3. Law 4131/62, which governs the investment of foreign capital in Brazil, provided for the imposition of penalties for the breach of its rules, including those relating to the registration of foreign capital, remittances of funds overseas, and currency exchange procedures.
4. The maximum amount of such penalties, since Provisional Measure 2224/2001 came into force, was R$ 250,000.00.
5. This same limit also applied to the penalties imposed by BACEN for the breach of the registration of foreign capital in domestic currency, and violations to the obligation to declare to BACEN goods, values and assets held abroad.
6. Resolution 4104/2012 of the National Monetary Council consolidated the fines applying to breaches to said rules and established in any case the application of the lowest value between two criteria, namely, (i) a given percentage of the value of R$ 250,000.00, and (ii) a given percentage of the value to be declared to BACEN, which percentages vary according to the infringement.
7. In addition to the rules about foreign capital, in other cases, in particular in cases of violations typified as private international credit offsetting or illegitimate exchange transactions, the maximum amount of fines corresponded, since 2006, to the overall transaction value.
8. With the publication of MP 784, infringements to the legislation on foreign capital and currency exchange were expressly included in the list of violations subject to the rules of this provisional measure, as applicable.
9. Firstly, it is clear in MP 784 that such infringements will be punished with a fine (rather than other forms of penalty). However, a new limit for fines was established for the BACEN punitive proceedings, which corresponds to the highest of two values: (i) 0.5 percent on the revenue for services and financial products calculated in the year preceding the violation (or, in the case of continuation, preceding the last violation); and (ii) R$ 2 billion.

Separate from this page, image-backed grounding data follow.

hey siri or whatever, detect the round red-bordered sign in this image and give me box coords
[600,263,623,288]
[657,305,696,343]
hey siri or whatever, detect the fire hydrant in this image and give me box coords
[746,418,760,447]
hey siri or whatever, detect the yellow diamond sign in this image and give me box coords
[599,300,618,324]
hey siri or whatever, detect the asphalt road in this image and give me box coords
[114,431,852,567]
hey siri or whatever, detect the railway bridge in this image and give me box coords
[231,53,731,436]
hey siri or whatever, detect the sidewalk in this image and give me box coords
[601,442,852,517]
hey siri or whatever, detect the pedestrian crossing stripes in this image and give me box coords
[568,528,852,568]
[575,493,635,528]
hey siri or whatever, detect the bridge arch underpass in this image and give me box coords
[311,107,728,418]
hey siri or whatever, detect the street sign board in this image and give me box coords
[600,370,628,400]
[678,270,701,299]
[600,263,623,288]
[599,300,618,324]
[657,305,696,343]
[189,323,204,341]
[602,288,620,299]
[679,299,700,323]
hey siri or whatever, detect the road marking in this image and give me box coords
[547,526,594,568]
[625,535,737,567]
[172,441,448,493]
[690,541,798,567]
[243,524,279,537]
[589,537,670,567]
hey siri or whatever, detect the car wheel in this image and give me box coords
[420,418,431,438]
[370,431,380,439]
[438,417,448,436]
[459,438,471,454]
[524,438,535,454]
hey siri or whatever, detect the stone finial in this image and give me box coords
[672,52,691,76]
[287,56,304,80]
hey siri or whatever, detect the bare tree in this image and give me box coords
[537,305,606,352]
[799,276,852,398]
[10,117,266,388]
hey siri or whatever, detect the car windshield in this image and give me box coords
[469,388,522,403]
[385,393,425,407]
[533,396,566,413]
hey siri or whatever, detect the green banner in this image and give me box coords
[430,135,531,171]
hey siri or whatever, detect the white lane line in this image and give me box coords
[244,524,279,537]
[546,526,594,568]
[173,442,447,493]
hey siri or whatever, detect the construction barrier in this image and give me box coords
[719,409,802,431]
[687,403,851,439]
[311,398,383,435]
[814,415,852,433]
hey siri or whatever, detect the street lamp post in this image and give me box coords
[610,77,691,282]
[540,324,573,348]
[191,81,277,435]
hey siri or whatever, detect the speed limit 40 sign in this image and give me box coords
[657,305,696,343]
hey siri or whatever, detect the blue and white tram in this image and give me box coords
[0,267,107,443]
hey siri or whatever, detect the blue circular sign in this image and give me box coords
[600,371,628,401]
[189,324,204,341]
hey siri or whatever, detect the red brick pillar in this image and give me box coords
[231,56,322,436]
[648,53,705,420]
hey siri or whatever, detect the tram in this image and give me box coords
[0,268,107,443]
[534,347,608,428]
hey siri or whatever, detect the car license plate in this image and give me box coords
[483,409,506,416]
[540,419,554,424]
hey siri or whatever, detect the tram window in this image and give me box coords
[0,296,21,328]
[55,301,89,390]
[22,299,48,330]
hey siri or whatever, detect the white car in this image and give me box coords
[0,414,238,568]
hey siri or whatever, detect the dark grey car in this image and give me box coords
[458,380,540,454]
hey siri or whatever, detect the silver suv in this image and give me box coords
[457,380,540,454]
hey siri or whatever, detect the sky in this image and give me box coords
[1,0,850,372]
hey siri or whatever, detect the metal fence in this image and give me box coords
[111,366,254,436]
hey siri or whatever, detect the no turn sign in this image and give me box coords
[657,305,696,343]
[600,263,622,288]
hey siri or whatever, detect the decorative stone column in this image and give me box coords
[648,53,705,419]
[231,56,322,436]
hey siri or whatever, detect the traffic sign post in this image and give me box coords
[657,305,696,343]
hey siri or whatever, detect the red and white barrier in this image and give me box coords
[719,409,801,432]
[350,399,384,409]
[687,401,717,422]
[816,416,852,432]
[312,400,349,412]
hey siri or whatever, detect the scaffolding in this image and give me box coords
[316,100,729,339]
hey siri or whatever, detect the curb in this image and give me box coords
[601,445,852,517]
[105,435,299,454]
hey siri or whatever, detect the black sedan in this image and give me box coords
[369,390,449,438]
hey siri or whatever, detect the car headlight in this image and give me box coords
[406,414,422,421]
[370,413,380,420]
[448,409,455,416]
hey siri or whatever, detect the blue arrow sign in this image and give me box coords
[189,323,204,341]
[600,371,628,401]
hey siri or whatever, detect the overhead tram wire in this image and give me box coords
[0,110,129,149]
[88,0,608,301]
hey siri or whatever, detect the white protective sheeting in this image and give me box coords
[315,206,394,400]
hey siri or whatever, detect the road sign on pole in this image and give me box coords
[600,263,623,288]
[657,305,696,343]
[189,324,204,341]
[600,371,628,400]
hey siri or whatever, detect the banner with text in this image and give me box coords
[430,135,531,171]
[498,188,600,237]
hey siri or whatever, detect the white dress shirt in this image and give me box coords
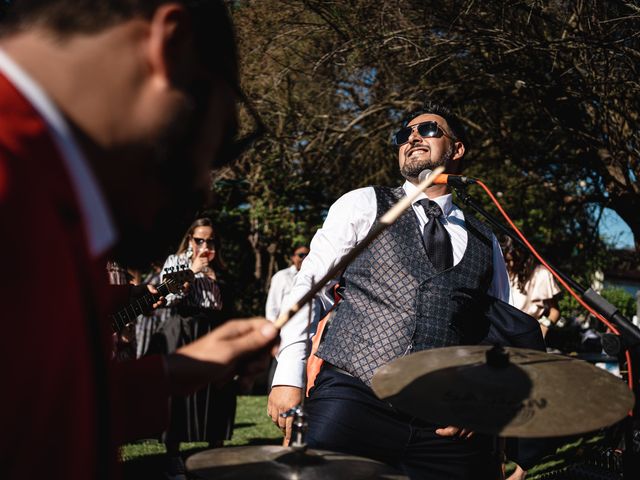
[0,49,116,257]
[265,265,299,322]
[272,180,512,388]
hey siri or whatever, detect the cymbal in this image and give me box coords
[186,446,407,479]
[371,345,634,438]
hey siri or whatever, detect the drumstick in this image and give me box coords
[274,166,445,330]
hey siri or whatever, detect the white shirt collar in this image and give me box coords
[402,179,454,217]
[0,49,117,257]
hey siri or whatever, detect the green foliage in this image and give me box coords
[212,0,640,315]
[558,292,582,319]
[601,287,636,318]
[559,287,636,319]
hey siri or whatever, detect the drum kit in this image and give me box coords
[185,345,635,479]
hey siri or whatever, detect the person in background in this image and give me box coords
[155,218,236,477]
[501,236,561,338]
[265,245,310,322]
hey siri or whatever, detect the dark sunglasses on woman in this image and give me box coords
[193,237,216,248]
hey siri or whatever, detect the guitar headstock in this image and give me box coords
[163,265,195,294]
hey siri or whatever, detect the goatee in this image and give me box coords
[400,143,454,180]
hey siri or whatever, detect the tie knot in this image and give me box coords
[418,199,444,219]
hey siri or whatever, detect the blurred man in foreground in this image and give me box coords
[0,1,276,479]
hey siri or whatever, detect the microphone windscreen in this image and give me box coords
[418,169,433,182]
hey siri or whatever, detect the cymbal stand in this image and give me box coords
[281,405,309,450]
[280,276,316,450]
[454,185,640,476]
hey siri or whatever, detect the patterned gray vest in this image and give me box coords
[317,186,494,386]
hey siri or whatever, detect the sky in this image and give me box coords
[599,208,635,249]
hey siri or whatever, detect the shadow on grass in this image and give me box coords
[233,422,256,429]
[243,437,281,446]
[121,452,166,480]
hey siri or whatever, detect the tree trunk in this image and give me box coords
[248,218,262,281]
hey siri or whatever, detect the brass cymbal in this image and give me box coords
[371,345,634,438]
[186,446,408,479]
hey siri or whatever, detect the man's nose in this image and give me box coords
[407,126,422,143]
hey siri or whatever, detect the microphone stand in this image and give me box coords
[454,185,640,476]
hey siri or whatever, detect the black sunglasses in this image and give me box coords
[391,121,453,146]
[295,252,308,259]
[192,237,216,248]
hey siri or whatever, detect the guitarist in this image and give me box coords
[107,260,172,361]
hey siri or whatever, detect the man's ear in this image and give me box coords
[146,3,196,90]
[452,140,465,161]
[447,140,465,174]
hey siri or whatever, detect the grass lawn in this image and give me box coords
[120,395,282,479]
[120,395,620,479]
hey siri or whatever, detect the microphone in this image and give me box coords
[418,169,476,187]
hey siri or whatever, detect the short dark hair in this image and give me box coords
[292,243,309,254]
[400,101,468,151]
[1,0,238,86]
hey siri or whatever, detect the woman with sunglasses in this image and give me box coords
[156,217,235,479]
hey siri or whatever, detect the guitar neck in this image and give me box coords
[110,282,172,333]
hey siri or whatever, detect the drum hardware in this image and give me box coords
[280,405,308,450]
[601,333,622,357]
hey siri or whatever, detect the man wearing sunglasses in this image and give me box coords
[0,2,277,479]
[269,102,511,479]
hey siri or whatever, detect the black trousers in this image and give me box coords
[306,367,500,480]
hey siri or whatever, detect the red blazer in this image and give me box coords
[0,72,170,479]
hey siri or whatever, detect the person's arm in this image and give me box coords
[541,267,561,324]
[271,187,376,388]
[167,318,279,394]
[115,318,279,442]
[546,298,560,323]
[268,187,376,441]
[534,267,562,337]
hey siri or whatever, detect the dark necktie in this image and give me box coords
[418,199,453,271]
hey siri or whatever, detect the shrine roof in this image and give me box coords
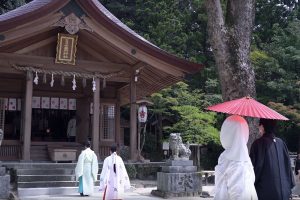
[0,0,203,74]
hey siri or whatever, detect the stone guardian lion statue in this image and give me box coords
[169,133,191,160]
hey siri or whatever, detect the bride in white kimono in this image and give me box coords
[75,141,98,196]
[214,115,258,200]
[99,145,131,200]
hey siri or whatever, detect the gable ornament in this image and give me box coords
[54,13,93,34]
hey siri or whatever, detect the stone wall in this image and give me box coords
[0,166,10,199]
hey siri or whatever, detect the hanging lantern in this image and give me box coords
[92,77,96,92]
[33,71,39,85]
[138,105,148,123]
[72,74,76,90]
[50,74,54,87]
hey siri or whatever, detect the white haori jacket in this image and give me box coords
[99,152,131,200]
[75,148,98,195]
[214,115,258,200]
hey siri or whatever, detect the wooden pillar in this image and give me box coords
[92,78,100,157]
[76,98,90,144]
[130,73,137,160]
[115,91,121,146]
[22,71,33,161]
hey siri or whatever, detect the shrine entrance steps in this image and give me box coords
[2,162,159,197]
[3,162,101,197]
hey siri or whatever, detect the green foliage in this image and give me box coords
[100,0,300,160]
[101,0,211,66]
[135,164,159,180]
[252,10,300,151]
[268,101,300,152]
[142,134,163,161]
[149,82,220,146]
[119,145,130,161]
[252,19,300,105]
[100,1,222,160]
[133,0,207,61]
[0,0,27,14]
[254,0,300,45]
[166,105,219,145]
[268,102,300,127]
[200,143,223,170]
[125,164,137,179]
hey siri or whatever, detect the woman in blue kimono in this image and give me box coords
[75,140,98,196]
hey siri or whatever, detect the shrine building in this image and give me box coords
[0,0,203,161]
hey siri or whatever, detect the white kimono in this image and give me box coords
[214,115,258,200]
[75,148,98,195]
[99,152,131,200]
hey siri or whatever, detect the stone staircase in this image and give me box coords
[3,162,162,197]
[4,163,101,197]
[30,145,50,161]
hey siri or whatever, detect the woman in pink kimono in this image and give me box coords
[99,145,131,200]
[214,115,257,200]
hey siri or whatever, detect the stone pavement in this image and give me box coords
[19,186,214,200]
[15,185,300,200]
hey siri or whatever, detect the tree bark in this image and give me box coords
[205,0,259,146]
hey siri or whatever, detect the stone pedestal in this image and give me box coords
[0,166,10,199]
[49,148,77,162]
[151,160,201,198]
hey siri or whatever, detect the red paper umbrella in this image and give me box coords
[206,96,288,120]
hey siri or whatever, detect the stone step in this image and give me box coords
[4,162,162,196]
[30,146,50,161]
[18,186,80,197]
[18,174,101,182]
[4,163,78,169]
[18,175,76,182]
[18,181,78,188]
[5,163,104,169]
[18,180,157,197]
[17,168,74,175]
[17,168,102,176]
[18,180,101,188]
[17,186,106,197]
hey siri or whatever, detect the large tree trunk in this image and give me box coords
[205,0,259,146]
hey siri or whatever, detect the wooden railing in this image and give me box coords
[99,145,111,159]
[0,140,21,160]
[0,141,116,161]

10. It can be immediately noted that the increase of the limit of fines is substantial, from R$ 250 thousand to at least R$ 2 billion.
11. Considering the likely low relevance of the previous value in the present scenario, a real increase of the fine should be appropriate to disincentive illegal acts; however, the amount brought by MP 784, if applied in full, seems manifestly excessive and disproportionate in many cases, including in case of infringements of the foreign capital legislation.
12. Anyway, if the MP 784 is converted into law and this amount is maintained, the National Monetary Council should regulate the application of such penalties, replacing the mentioned Resolution 4104, when lower limits for these infringements might be defined.
13. Notwithstanding the above, MP 784 establishes that BACEN should observe certain criteria to apply the penalties, including the seriousness and duration of the infringement, the degree of the damage caused, the benefit earned or intended, the offender’s financial capacity, the transaction value, the recidivism, and possible collaboration of the offender to clarify the infringement. However, these criteria, if taken alone, allow some degree of subjectivity in the analysis of the case and are not a guarantee of reasonableness in determining the value of fines to be imposed.
14. Among other new procedures, MP 784 provides for the possibility of signing a term of commitment with BACEN so that a punitive proceeding is not initiated or is suspended. In these cases, the offender must cease the conduct or its harmful effects, correct irregularities and indemnify losses, when applicable, and comply with other conditions that may be agreed.
15. Another possibility at the discretion of BACEN is not to file a punitive proceeding when the level of harm is low and BACEN has more effective instruments, observed the principles of purpose, reasonability, and efficiency.
16. Finally, MP 784 also establishes the leniency agreements between BACEN and individuals or legal entities that declare the practice of infringements, resulting in the extinction of the punitive action or reduction of the penalty applicable, by means of effective collaboration for finding the facts.
17. In conclusion, it must be considered that the procedures for registration of foreign capital and foreign exchange transactions have been greatly simplified in recent decades; the remaining obligations refer essentially to the provision of true and complete information on the electronic systems, meeting deadlines and keeping documentary support. Thus, one expects that the regulations on the application of fines to infringements related to these matters be appropriate and reasonable.